Decadência dos pedais

No entanto, o cenário começou a mudar com a influência emergente do Ocidente, o aumento da população urbana e o desenvolvimento econômico acelerado. O uso de bicicletas, ao longo da década de 1990, começa a encolher e isso coincide com o desenvolvimento da indústria automobilística nacional chinesa.

Os automóveis foram tomando o espaço das ciclovias e as ruas passaram a ser modificadas, pelo poder público, para viabilizar cada vez mais a circulação de veículos motorizados. De acordo com um artigo do Instituto de Políticas de Transporte e Desenvolvimento (ITDP), a participação das bicicletas no transporte rodoviário, na China, caiu de 62% em 1986 para 15% em 2014.

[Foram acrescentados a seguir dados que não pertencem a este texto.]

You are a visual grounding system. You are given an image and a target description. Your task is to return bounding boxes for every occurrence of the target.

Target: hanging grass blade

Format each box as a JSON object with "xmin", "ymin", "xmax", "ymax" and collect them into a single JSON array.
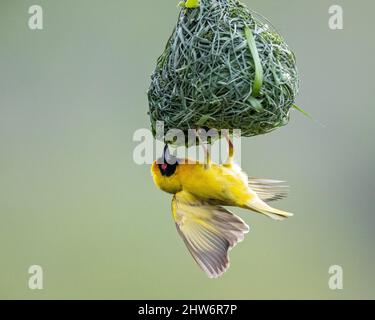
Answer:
[
  {"xmin": 245, "ymin": 26, "xmax": 264, "ymax": 98},
  {"xmin": 293, "ymin": 104, "xmax": 311, "ymax": 118}
]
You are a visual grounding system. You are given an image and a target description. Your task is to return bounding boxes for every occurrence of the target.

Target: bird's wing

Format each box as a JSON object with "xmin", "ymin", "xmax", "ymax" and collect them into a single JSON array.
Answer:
[
  {"xmin": 172, "ymin": 191, "xmax": 249, "ymax": 278},
  {"xmin": 248, "ymin": 178, "xmax": 289, "ymax": 203}
]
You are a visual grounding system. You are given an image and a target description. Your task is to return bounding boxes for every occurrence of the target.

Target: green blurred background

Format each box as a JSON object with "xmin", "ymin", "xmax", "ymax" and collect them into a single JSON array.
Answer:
[{"xmin": 1, "ymin": 0, "xmax": 374, "ymax": 299}]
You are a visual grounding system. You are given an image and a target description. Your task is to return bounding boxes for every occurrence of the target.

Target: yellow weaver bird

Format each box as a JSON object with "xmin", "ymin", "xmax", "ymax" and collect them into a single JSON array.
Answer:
[{"xmin": 151, "ymin": 137, "xmax": 293, "ymax": 278}]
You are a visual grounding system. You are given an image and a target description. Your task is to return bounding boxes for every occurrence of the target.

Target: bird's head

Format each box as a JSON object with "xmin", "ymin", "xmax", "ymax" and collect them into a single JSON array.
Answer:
[
  {"xmin": 151, "ymin": 145, "xmax": 182, "ymax": 194},
  {"xmin": 157, "ymin": 145, "xmax": 179, "ymax": 177}
]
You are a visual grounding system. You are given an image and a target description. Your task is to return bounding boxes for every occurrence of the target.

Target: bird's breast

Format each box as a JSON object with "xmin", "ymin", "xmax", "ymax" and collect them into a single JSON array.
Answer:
[{"xmin": 178, "ymin": 164, "xmax": 251, "ymax": 206}]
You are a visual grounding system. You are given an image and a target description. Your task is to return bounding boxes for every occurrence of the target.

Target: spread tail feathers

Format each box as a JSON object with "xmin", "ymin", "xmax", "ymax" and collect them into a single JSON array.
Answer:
[{"xmin": 249, "ymin": 178, "xmax": 289, "ymax": 203}]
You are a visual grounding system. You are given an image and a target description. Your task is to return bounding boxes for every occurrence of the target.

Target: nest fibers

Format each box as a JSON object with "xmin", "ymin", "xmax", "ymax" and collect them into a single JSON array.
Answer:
[{"xmin": 148, "ymin": 0, "xmax": 299, "ymax": 143}]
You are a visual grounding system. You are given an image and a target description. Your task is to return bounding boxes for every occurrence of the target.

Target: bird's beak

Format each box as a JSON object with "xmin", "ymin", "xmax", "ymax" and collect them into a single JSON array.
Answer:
[{"xmin": 163, "ymin": 145, "xmax": 177, "ymax": 165}]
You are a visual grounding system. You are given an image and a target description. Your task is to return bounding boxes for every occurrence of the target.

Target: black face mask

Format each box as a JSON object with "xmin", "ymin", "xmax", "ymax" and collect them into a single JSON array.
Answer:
[
  {"xmin": 158, "ymin": 162, "xmax": 178, "ymax": 177},
  {"xmin": 158, "ymin": 145, "xmax": 178, "ymax": 177}
]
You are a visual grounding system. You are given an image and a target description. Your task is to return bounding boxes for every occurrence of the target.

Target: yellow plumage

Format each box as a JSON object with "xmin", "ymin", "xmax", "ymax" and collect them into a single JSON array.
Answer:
[
  {"xmin": 152, "ymin": 161, "xmax": 251, "ymax": 206},
  {"xmin": 151, "ymin": 142, "xmax": 293, "ymax": 278}
]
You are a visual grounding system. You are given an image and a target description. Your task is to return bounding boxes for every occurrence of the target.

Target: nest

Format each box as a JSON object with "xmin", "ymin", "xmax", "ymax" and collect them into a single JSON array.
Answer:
[{"xmin": 148, "ymin": 0, "xmax": 299, "ymax": 143}]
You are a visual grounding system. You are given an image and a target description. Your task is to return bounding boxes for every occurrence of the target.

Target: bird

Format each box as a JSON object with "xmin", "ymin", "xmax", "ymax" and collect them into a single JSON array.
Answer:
[{"xmin": 151, "ymin": 135, "xmax": 293, "ymax": 278}]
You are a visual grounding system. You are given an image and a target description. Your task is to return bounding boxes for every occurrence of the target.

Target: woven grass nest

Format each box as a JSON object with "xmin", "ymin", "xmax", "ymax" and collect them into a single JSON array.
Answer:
[{"xmin": 148, "ymin": 0, "xmax": 299, "ymax": 144}]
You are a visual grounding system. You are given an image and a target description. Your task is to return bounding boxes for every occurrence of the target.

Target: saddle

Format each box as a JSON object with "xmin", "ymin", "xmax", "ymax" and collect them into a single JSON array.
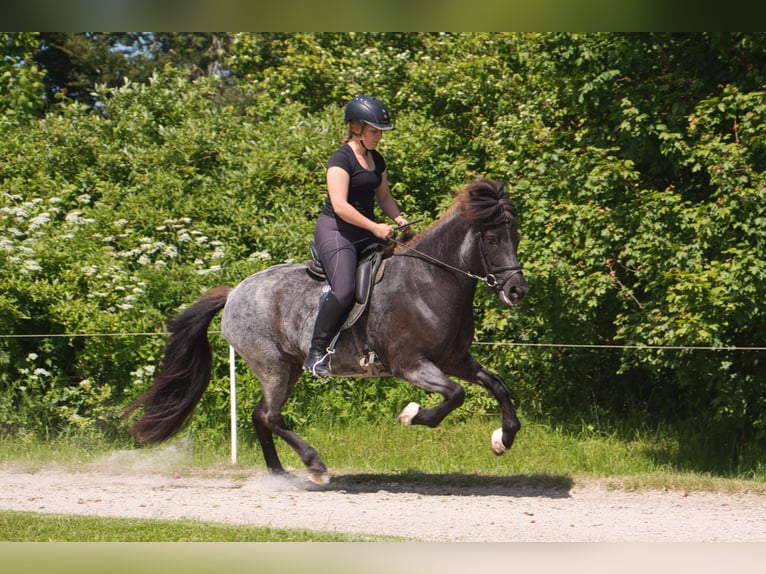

As consequências de mais carros nas ruas e os espaços públicos modificados para essa transformação urbana foram congestionamento e poluição. Agora, à medida que os impactos dos combustíveis fósseis e das emissões se tornam um foco para as maiores economias do mundo, a China começa também a reavaliar as últimas duas décadas de estratégias de desenvolvimento, com a mobilidade urbana no centro das atenções.

Novos compromissos

Na década de 2010, para se adequar aos compromissos globais de redução de emissões de carbono, a China estabeleceu metas para as cidades, que começaram a reconhecer a necessidade de adotar uma mobilidade que respeitasse mais o clima para cumprir as suas metas de redução de emissões de poluentes.

O governo chinês tem destacado o transporte sustentável, ativo e acessível como meio para melhorar a qualidade do ar e o ambiente. Conceitos como “viagens de baixo carbono” e “viagens verdes” foram incluídos nas estratégias nacionais do 14º Plano Quinquenal e do Plano de Ação para o Pico de Emissão do Carbono. Estes planos nacionais estabelecem metas para as cidades remodelarem as políticas e infraestruturas urbanas que beneficiem a caminhada, a bicicleta e o transporte público.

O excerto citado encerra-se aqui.